A therapeutic diet is a regular diet modified or adjusted to accommodate specific physical or metabolic limitations. The modifications may need to be in consistency, specific nutrients, energy or fluid levels, the timing of meals or the elimination of certain foods. A low sodium diet, a diabetic or carbohydrate controlled diet, a low or high protein diet, a low fat diet or a low cholesterol diet are all examples of a modified or therapeutic diet. In an ideal situation, a Registered Dietitian provides a modified diet that has been specifically designed to meet the nutritional needs of the recipient. Sometimes people choose to follow modified diets on their own by limiting carbohydrates, enhancing protein or restricting complete food groups. These self imposed modified diets are not always properly balanced to meet the bodies metabolic needs which can cause alternative and less efficient metabolic pathways to be used by the body.

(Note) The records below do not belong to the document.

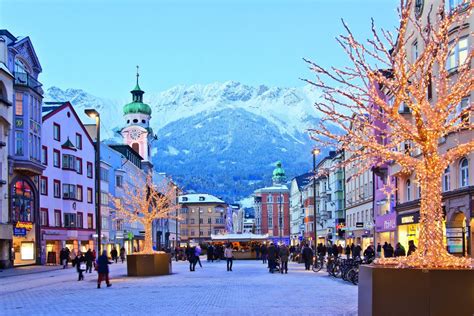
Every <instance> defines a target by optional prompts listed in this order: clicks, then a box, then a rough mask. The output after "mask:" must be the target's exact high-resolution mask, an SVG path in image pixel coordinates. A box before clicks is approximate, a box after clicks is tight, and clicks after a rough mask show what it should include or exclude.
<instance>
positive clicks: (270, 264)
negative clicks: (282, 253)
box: [267, 243, 277, 273]
mask: <svg viewBox="0 0 474 316" xmlns="http://www.w3.org/2000/svg"><path fill="white" fill-rule="evenodd" d="M267 252H268V267H269V268H270V273H273V271H274V269H275V266H276V264H275V261H276V257H277V250H276V247H275V245H274V244H273V243H271V244H270V246H268V249H267Z"/></svg>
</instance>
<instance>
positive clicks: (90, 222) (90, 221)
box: [87, 214, 94, 229]
mask: <svg viewBox="0 0 474 316" xmlns="http://www.w3.org/2000/svg"><path fill="white" fill-rule="evenodd" d="M87 228H88V229H93V228H94V218H93V217H92V214H87Z"/></svg>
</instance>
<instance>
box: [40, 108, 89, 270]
mask: <svg viewBox="0 0 474 316" xmlns="http://www.w3.org/2000/svg"><path fill="white" fill-rule="evenodd" d="M42 140H43V146H42V151H41V162H42V164H43V165H44V166H45V167H46V169H45V170H44V171H43V175H42V176H41V177H40V181H39V191H40V225H41V234H40V235H41V250H42V261H43V263H51V264H54V263H59V252H60V250H61V248H63V247H68V248H69V250H70V251H71V252H75V253H77V252H78V251H82V252H84V251H87V249H89V248H91V249H93V248H94V240H96V238H95V237H97V236H94V233H95V227H96V218H95V215H94V212H95V194H94V192H95V189H94V178H95V174H94V171H95V169H94V159H95V149H94V144H93V141H92V139H91V138H90V136H89V134H88V133H87V131H86V129H85V128H84V125H83V124H82V122H81V121H80V119H79V117H78V115H77V113H76V112H75V110H74V108H73V107H72V105H71V104H70V103H69V102H66V103H62V104H58V103H50V104H45V106H44V107H43V129H42Z"/></svg>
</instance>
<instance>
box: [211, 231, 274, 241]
mask: <svg viewBox="0 0 474 316" xmlns="http://www.w3.org/2000/svg"><path fill="white" fill-rule="evenodd" d="M211 239H212V241H252V240H268V234H265V235H257V234H252V233H243V234H225V235H212V234H211Z"/></svg>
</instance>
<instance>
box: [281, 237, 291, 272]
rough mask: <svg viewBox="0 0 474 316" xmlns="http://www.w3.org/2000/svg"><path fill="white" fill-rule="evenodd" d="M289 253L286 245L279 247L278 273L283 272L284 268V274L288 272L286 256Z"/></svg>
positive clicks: (287, 256)
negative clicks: (279, 257) (279, 270)
mask: <svg viewBox="0 0 474 316" xmlns="http://www.w3.org/2000/svg"><path fill="white" fill-rule="evenodd" d="M289 255H290V251H289V249H288V247H287V246H286V245H285V244H283V245H281V247H280V251H279V256H280V273H281V274H283V270H285V274H288V258H289Z"/></svg>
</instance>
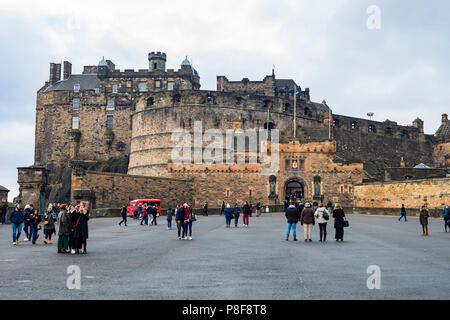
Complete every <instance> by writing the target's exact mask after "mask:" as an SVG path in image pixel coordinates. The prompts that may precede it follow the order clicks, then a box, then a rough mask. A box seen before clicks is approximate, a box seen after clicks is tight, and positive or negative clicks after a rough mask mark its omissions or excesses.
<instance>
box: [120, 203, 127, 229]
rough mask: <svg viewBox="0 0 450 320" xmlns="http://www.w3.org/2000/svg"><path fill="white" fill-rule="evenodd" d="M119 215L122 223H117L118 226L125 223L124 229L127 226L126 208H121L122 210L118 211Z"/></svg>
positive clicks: (125, 206)
mask: <svg viewBox="0 0 450 320" xmlns="http://www.w3.org/2000/svg"><path fill="white" fill-rule="evenodd" d="M120 215H121V216H122V221H120V222H119V226H121V225H122V223H124V222H125V227H126V226H127V207H126V206H123V207H122V210H121V211H120Z"/></svg>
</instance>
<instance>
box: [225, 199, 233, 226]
mask: <svg viewBox="0 0 450 320" xmlns="http://www.w3.org/2000/svg"><path fill="white" fill-rule="evenodd" d="M233 212H234V210H233V209H232V208H231V206H230V204H229V203H227V207H226V208H225V210H224V215H225V225H226V228H229V227H230V224H231V219H232V218H233Z"/></svg>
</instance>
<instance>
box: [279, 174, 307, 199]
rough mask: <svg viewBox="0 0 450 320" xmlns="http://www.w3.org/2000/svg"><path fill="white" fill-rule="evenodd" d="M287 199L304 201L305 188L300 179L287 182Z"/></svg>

Weight loss in these situations (in my experience) becomes based more on the how the body responses to the composition of the exogenous energy source than in the amount of energy provided.
As a Clinical Dietitian, I dealt with people coping with end-stage-organ disease or who had received a solid organ (kidney, pancreas, or liver) transplant. They were all on a therapeutic diet of one type or another. If they only focused on the number of calories and not the composition of those calories, their bodies did not respond well related to weight loss goals. The key to success was finding the correct balance of nutrients based on their specific body needs. Accomplishing that was more of an art than a science and success came more from individualized adjustments in food composition than from strictly following calculated calorie totals.
The Bottom Line
Nutrition professionals have long held the belief that changing the number of calories you consume and being more active is all that is necessary to lose weight. For people of normal health who are only a few pounds over their typical weight, this is true. However, as we become heavier and heavier and have a variety of medical conditions, that may no longer be true for all. More and more studies are showing it is not only how much you eat but what you eat that influences weight control success.
More and more people every year need to modify their diets for sodium, fat, sugar, or all of the above. This means we are no longer following the long-standing "regular" diet of our parents' or grandparents' generation. Today, how we make those adjustments can have a direct impact on our weight loss success or add to our frustration. If you are having trouble meeting your weight loss goals and only focusing on total calories you eat and are following a modified diet of one type or another, making composition changes may be your key to success. Learning to adjust your macronutrient (carbohydrates, proteins, fats) composition in your diet while maintaining in a healthy range can help you find the right combination for your body that will help you move toward your weight loss goals.
What do you think about the Swedish study? What has your weight loss journey shown to be true for you? Does calorie adjustments alone do the trick or is diet composition the key to your success.